Heather Goldminc wears a broad smile and her eyes come alive as she describes her art.
“It’s a labour of love,” she said. “I always want to see if my ideas can spark enough excitement in people as they do in my head.”
Since childhood, the clay artist has been fascinated with colours, textures and shapes.
Rows of plastic containers filled with glaze line the shelves of her studio. Nearby a drafting board holds a pencil sketch, the place her ideas first take physical form. And her chair bears the marks of hundreds of past creations.
Her father, Vic Gilbert, bought her a kiln when she was 21.
“I began my business right then and there,” said Goldminc, now 49.
In her studio her sculptures are handmade. She also designs pieces to be produced commercially and many are sold in Costco stores around the globe.
She sculpts whimsical tea lights, wall art, Christmas decorations, Renaissance stoneware rings and more. The beauty of Vancouver Island inspires her.
Goldminc said her business is very grassroots and family-oriented. Her father and mother, Duff, stop by to help with events and her fiancé, Will Bottoms, creates all the wood pieces her clay sculptures rest on.

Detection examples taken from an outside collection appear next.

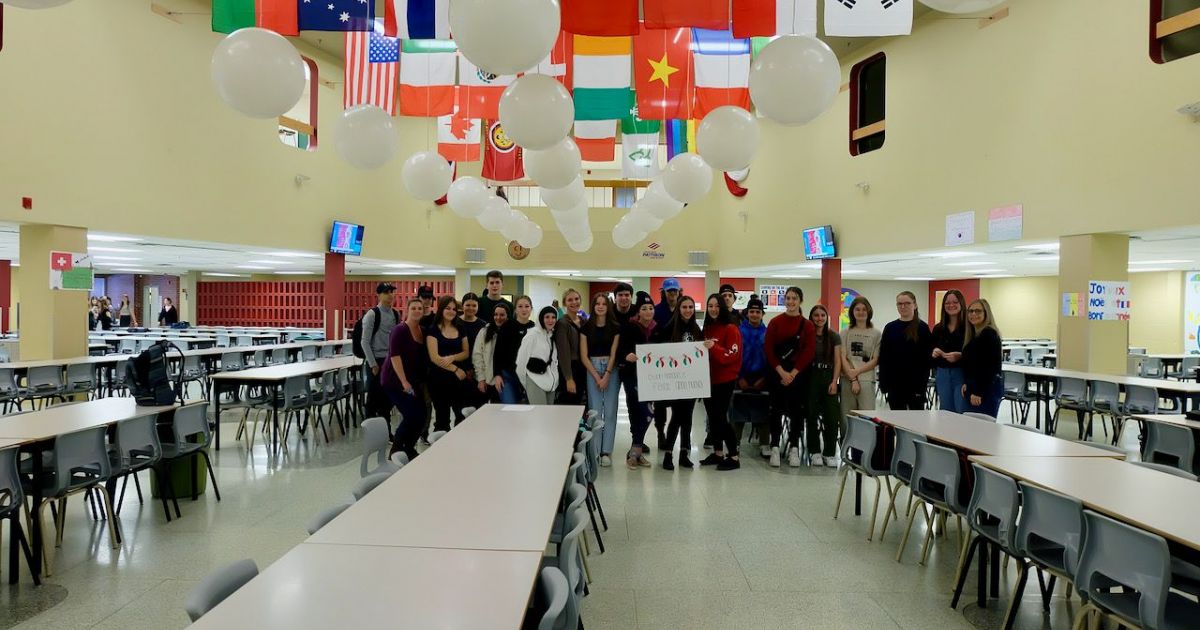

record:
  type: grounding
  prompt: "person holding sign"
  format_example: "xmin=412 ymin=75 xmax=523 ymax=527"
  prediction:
xmin=655 ymin=295 xmax=704 ymax=470
xmin=617 ymin=290 xmax=658 ymax=469
xmin=763 ymin=287 xmax=816 ymax=468
xmin=517 ymin=306 xmax=558 ymax=404
xmin=700 ymin=293 xmax=742 ymax=470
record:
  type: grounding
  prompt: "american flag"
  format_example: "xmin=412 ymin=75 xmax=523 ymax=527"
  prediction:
xmin=342 ymin=20 xmax=400 ymax=115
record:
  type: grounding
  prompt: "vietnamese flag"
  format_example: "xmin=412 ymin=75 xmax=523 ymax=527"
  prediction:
xmin=634 ymin=29 xmax=695 ymax=120
xmin=642 ymin=0 xmax=730 ymax=30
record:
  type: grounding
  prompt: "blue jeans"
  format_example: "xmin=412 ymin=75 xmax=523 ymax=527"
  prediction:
xmin=962 ymin=376 xmax=1004 ymax=418
xmin=588 ymin=356 xmax=620 ymax=455
xmin=934 ymin=367 xmax=967 ymax=413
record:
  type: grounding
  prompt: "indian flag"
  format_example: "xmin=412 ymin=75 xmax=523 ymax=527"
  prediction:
xmin=574 ymin=35 xmax=634 ymax=120
xmin=400 ymin=40 xmax=458 ymax=116
xmin=575 ymin=120 xmax=617 ymax=162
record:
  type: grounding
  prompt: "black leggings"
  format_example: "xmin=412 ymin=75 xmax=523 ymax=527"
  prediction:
xmin=704 ymin=380 xmax=738 ymax=457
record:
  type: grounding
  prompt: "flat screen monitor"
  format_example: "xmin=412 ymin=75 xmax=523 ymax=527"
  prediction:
xmin=804 ymin=226 xmax=838 ymax=260
xmin=329 ymin=221 xmax=364 ymax=256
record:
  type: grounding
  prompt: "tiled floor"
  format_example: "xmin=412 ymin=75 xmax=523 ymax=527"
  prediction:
xmin=0 ymin=400 xmax=1133 ymax=630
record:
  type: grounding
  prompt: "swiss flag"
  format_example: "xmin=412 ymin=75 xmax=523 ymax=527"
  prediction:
xmin=50 ymin=252 xmax=74 ymax=271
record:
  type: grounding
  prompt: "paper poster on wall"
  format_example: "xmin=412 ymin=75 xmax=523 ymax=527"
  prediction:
xmin=946 ymin=210 xmax=974 ymax=247
xmin=1087 ymin=280 xmax=1129 ymax=320
xmin=988 ymin=204 xmax=1025 ymax=241
xmin=634 ymin=342 xmax=712 ymax=402
xmin=1183 ymin=271 xmax=1200 ymax=354
xmin=50 ymin=252 xmax=94 ymax=290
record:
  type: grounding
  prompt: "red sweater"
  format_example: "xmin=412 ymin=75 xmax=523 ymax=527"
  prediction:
xmin=704 ymin=322 xmax=742 ymax=385
xmin=763 ymin=313 xmax=817 ymax=372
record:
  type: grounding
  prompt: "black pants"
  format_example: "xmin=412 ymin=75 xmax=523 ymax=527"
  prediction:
xmin=704 ymin=380 xmax=738 ymax=456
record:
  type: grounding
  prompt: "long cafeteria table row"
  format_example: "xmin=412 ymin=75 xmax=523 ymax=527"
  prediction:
xmin=191 ymin=404 xmax=582 ymax=630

“We work really hard, but it’s a beautiful working environment,” she said.
The open house at Clayworks Studio, located at 7060 Arbutus Cres., is Saturday and Sunday (Oct. 3-4) from noon to 5 p.m. The event features displays of her work, mulled cider and coffee and a pop-up bakery with sourdough breads, cinnamon buns and other tasty creations visitors can purchase.
People can also jaunt through a pumpkin patch, which was donated by McNab’s Corn Maze and Produce Farm, and select one for a donation. The money raised goes to the Canadian Red Cross to support Syrian refugees coming to Canada. Studio visitors are also encouraged to bring a non-perishable food item for Loaves and Fishes.